The MRC (Mixed Raster Content) Model and DjVu
a paper by PlanetDjVu, June 10, 2003
MRC 3-layer model
The MRC 3-layer model was developed initially as a way to compress color scanned page images for fax transmission. It was invisaged that color fax would, or could replace bitonal fax transmission, and that by compressing color page images sufficiently, the use of color faxes would become standard both for phone-line transmission and for web transmission.
The commercial implementation of color fax never happened (Adobe and Xerox could not agree on IP issues), but the MRC 3-layer model was implemented in a number of digital document formats for display and printing, both on the web and on the desktop.
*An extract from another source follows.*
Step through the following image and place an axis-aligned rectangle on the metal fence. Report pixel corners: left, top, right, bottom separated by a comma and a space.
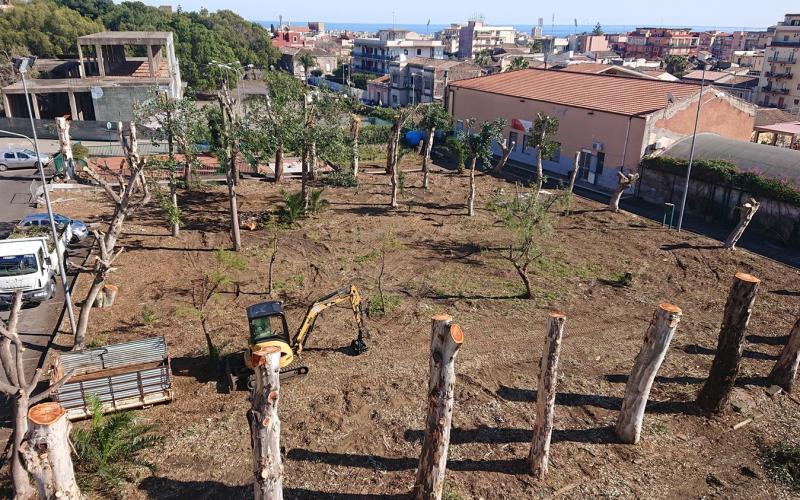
53, 337, 173, 420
These formats include .tfx (TIFF-FX), .ldx (LuraDocument), and .djvu (DjVu).
The 3 layers of the MRC model are Foreground and Background, which are both multi-level, and an Image Mask, which is bi-level. Each layer may appear only once on a page and is encoded independently of the other two. It is the Image Mask which merges the Foreground and Background layers together for display and printing.
The Extension of the MRC 3-layer model from fax to digital document
Both the LuraDocument and DjVu formats took the first step towards the implementation of the MRC 3-layer model for digital documents by producing a file type definition and viewers that support multipage files (MRC by itself only defines a single image or page).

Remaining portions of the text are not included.